Repunta el consumo de genéricos

Con la crisis los consumidores volvieron a comprar las drogas bases que son más baratas. La venta de genéricos había caído después de 2005
Mientras los laboratorios farmacéuticos reclaman al gobierno nacional un incremento de alrededor de 10 por ciento para los medicamentos este año, el consumo de los genéricos viene repuntando hace dos meses, en coincidencia con el momento en que la crisis comenzó a sentirse en los bolsillos de los argentinos.

Con la crisis de 2001/2002 hubo un disparo en la venta de estos medicamentos en la Argentina -donde es obligatorio recetarlos desde 2003- y llegaron a tener una participación de entre 22 y 25 por ciento en el total vendido, cuando la economía mejoró su comercialización cayó y su porcentaje en la torta global se estabilizó en torno al 10 ó 12 por ciento.

La participación es baja en relación a lo que sucede en otros países, como Estados Unidos, donde supera el 40 por ciento o en Japón, donde los genéricos se quedan con la mitad del mercado. En Argentina, en cambio, su venta se mueve al ritmo del bienestar económico de la población.

En ese contexto, en varias farmacias de la ciudad de Córdoba, consultadas por LA MAÑANA, admitieron que desde octubre se registra un incremento en las ventas, impulsado por la diferencia de precios con las marcas comerciales que, en algunos casos, llega a 60 por ciento.

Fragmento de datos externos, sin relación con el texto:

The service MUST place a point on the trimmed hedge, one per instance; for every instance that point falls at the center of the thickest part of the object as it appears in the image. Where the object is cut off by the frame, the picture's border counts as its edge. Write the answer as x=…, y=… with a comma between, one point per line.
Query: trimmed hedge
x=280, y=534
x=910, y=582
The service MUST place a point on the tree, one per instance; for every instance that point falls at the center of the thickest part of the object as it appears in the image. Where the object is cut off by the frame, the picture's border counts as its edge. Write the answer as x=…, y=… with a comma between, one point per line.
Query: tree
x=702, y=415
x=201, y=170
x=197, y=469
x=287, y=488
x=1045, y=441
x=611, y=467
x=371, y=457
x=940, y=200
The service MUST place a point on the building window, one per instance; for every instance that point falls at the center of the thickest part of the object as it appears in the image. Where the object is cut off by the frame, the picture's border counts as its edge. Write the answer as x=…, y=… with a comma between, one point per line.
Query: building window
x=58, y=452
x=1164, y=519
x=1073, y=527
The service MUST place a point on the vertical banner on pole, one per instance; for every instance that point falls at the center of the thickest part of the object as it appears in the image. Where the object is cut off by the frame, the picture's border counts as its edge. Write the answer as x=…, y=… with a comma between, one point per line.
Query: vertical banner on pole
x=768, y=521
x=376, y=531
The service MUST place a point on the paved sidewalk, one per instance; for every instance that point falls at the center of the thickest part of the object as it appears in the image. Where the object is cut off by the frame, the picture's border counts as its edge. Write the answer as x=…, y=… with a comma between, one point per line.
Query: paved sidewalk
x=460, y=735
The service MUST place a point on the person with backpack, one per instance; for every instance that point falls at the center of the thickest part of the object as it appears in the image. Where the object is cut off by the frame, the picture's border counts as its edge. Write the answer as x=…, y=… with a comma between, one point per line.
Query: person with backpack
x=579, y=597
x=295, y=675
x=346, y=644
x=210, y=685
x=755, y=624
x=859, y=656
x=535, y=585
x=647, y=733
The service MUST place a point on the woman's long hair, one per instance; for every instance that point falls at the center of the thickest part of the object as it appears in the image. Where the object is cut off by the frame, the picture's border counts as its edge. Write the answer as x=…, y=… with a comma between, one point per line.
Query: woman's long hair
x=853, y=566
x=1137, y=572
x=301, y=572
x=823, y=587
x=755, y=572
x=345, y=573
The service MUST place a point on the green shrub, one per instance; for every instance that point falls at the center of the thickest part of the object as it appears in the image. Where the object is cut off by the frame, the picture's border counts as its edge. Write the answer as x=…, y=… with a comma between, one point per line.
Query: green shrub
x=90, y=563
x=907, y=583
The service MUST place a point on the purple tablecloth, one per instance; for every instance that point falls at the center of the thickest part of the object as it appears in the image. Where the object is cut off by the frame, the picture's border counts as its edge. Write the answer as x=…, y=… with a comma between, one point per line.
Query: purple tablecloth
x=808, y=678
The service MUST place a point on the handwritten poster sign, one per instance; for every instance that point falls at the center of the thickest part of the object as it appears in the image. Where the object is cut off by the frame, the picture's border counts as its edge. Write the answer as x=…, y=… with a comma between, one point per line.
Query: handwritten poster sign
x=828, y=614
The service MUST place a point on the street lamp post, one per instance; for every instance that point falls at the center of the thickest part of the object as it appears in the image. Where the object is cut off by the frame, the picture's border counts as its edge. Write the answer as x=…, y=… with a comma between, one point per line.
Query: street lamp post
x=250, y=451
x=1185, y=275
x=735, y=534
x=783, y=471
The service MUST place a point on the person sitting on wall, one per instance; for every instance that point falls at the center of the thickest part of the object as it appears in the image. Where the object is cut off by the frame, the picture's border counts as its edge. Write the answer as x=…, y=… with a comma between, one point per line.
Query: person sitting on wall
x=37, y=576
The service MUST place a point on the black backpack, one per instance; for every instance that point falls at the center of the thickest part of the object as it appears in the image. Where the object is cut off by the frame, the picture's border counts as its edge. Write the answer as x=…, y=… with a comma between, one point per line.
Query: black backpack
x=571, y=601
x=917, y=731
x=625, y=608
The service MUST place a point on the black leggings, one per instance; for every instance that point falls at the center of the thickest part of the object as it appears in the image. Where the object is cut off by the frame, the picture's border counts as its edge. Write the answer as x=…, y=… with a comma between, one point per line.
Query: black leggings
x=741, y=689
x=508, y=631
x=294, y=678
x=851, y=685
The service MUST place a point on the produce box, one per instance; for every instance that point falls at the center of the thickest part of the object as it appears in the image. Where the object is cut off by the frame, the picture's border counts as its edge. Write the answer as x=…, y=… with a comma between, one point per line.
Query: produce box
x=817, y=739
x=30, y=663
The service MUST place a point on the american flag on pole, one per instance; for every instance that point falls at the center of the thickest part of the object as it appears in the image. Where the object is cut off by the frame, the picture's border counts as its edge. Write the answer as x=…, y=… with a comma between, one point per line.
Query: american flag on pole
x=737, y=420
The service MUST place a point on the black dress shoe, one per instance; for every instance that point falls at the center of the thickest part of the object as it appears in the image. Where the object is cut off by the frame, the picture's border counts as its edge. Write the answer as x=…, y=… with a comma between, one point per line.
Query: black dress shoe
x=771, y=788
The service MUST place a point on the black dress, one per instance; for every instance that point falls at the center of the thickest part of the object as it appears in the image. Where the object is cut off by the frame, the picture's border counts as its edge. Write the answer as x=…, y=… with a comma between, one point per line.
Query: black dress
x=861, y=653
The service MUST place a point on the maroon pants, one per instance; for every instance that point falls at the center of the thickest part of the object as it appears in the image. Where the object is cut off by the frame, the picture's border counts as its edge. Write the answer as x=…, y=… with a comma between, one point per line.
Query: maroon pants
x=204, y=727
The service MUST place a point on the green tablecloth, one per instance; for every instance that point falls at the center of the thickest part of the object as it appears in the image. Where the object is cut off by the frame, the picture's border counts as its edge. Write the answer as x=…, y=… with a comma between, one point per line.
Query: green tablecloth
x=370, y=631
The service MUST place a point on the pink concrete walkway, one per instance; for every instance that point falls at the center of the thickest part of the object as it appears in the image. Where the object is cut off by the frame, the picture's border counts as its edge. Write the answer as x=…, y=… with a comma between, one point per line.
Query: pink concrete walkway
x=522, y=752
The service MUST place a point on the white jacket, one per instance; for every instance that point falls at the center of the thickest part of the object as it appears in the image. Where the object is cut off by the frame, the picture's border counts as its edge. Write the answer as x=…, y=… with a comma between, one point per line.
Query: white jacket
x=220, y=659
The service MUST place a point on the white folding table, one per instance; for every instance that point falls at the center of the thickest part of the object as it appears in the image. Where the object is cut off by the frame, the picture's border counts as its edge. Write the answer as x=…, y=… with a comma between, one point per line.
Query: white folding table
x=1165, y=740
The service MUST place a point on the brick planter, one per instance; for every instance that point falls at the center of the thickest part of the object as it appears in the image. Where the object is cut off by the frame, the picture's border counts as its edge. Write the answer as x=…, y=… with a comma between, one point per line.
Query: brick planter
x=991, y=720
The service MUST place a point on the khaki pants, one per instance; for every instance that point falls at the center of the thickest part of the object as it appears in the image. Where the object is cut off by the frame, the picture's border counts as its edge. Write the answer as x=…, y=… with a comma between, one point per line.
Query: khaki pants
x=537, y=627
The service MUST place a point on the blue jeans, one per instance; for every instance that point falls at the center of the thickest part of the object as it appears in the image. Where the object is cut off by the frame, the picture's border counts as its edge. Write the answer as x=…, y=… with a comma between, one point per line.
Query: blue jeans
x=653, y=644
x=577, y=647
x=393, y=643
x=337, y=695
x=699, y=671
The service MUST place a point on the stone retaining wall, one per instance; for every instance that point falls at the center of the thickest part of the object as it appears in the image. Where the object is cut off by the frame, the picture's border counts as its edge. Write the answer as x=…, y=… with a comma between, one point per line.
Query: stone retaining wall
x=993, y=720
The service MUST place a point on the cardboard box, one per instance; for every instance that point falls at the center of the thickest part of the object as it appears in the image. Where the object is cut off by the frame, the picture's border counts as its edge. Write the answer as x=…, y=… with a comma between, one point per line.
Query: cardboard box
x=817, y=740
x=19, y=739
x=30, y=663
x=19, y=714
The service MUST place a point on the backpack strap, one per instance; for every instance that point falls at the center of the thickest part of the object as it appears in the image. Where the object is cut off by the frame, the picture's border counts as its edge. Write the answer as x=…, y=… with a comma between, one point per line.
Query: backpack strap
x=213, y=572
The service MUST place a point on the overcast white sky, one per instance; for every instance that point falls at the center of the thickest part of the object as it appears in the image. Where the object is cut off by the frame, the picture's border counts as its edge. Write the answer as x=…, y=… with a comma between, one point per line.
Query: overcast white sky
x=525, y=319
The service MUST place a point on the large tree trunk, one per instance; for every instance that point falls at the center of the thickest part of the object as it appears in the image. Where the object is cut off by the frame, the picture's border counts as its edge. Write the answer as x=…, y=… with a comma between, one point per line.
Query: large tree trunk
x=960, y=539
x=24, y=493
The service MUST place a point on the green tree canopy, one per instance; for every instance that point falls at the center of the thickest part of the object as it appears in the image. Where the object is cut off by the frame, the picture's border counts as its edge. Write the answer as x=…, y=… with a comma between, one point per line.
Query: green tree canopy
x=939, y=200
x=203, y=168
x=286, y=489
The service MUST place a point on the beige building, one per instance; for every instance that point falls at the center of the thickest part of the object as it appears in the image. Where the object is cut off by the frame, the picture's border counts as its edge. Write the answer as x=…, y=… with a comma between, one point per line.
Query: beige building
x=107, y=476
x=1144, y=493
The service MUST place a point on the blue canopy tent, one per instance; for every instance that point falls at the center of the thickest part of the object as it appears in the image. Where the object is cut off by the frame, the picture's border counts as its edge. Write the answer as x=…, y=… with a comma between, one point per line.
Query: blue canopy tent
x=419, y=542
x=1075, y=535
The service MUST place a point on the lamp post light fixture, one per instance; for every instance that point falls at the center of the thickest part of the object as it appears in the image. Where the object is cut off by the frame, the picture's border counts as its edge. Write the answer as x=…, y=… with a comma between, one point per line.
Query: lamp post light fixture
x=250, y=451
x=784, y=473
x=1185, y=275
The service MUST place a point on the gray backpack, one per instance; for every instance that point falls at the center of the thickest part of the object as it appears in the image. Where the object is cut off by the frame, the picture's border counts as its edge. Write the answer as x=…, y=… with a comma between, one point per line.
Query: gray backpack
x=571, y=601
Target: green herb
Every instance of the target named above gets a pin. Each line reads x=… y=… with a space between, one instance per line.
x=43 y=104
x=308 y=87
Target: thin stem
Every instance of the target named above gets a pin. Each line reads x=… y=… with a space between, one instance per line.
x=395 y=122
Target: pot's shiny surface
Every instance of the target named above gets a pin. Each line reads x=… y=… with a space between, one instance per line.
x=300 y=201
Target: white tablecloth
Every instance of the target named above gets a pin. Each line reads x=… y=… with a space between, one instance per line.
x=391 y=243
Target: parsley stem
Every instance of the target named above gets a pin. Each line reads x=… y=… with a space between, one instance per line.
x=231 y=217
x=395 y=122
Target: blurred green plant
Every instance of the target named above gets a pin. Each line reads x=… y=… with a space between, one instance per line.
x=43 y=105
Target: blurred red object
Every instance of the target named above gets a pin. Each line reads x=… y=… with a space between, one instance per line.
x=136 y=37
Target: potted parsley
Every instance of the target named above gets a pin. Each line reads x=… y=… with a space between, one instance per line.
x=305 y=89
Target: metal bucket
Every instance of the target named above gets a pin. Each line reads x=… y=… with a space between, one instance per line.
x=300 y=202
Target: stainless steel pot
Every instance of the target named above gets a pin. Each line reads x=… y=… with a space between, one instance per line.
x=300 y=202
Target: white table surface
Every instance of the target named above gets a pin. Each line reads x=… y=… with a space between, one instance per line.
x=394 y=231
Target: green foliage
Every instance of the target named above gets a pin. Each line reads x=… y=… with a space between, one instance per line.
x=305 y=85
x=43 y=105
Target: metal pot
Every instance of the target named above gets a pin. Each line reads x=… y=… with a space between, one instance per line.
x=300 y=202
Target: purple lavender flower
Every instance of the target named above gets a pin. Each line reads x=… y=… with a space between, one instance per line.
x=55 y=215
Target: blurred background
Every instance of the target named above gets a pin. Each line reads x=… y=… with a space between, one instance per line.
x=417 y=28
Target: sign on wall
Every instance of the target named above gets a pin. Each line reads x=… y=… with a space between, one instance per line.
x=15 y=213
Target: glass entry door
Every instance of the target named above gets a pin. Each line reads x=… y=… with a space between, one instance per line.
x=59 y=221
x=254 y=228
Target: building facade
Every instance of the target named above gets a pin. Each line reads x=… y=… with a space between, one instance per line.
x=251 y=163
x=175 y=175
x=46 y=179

Explican que, en la mayoría de los casos, los clientes se vuelcan a las monodrogas después de comprobar los precios de las marcas comerciales. En general optan por los antibióticos, el enalapril para la tensión arterial, la ranitidina para el estómago o el omeprasol para los problemas de acidez.

“Hacía unos tres años que las ventas habían empezado a bajar. Cuando la gente tuvo más plata volvió a las marcas comerciales. Los menos eran los que preguntaban por las monodrogas, sólo aquellos que ya se habían hecho el hábito. Cuando debieron volver a controlar los gastos, regresaron los genéricos”, desliza la responsable de una farmacia al 700 de la avenida Colón.

Un mercado complicado

El negocio farmacéutico en la Argentina está atomizado entre 12.000 farmacias, de las cuales unas mil concentran 30 por ciento de las ventas. Las chicas vienen reclamando, desde hace tiempo, mayor rigurosidad en la reglamentación para la instalación de las grandes cadenas, que junto a los medicamentos venden alimentos, cosmética, productos de limpieza y golosinas.

El negocio mueve unos 2.500 millones de dólares y Argentina ocupa el tercer lugar en América latina por nivel de consumo de remedios por habitante. Ese movimiento empujó la guerra entre las dos mexicanas líderes en genéricos, Doctor Simi y Doctor Ahorro. La segunda se convirtió en la ganadora, cuando a mediados del año pasado la empresa de Víctor González Torres cerró sus últimos locales. Lo había vencido la compañía de su hermano, Javier.

El crecimiento de Doctor Ahorro se fundamenta en franquicias en todo el país, adaptando su estructura comercial a las exigencias y características del mercado argentino.

Los farmacéuticos llevan varios meses planteando que muchos locales cierran porque la rentabilidad viene cayendo. Aseguran que los largos plazos que usan las obras sociales para pagar y las cada vez mayores exigencias de las droguerías están tornando muy complicado el negocio. Según datos de la Cámara Argentina de Farmacias, cierran entre 40 y 45 por mes en todo el país.

Por supuesto, los más chicos argumentan que no pueden competir con cadenas que tienen un modelo diferente, más diversificado, y más capacidad de negociación con los laboratorios, obras sociales y prepagas.

En cuanto a la suba de precios que quieren obtener los laboratorios, buscan la venia del gobierno, no porque estén obligados a negociar, sino porque no quieren quedar en la mira de las críticas del secretario de Comercio Interior, Guillermo Moreno. Ya en 2007 tuvieron un conflicto al modificar las listas de precios sin consensuar.

Claro que esto no significa que no haya habido subas en el último año. Las hubo -y algunas importantes- pero no fueron masivas.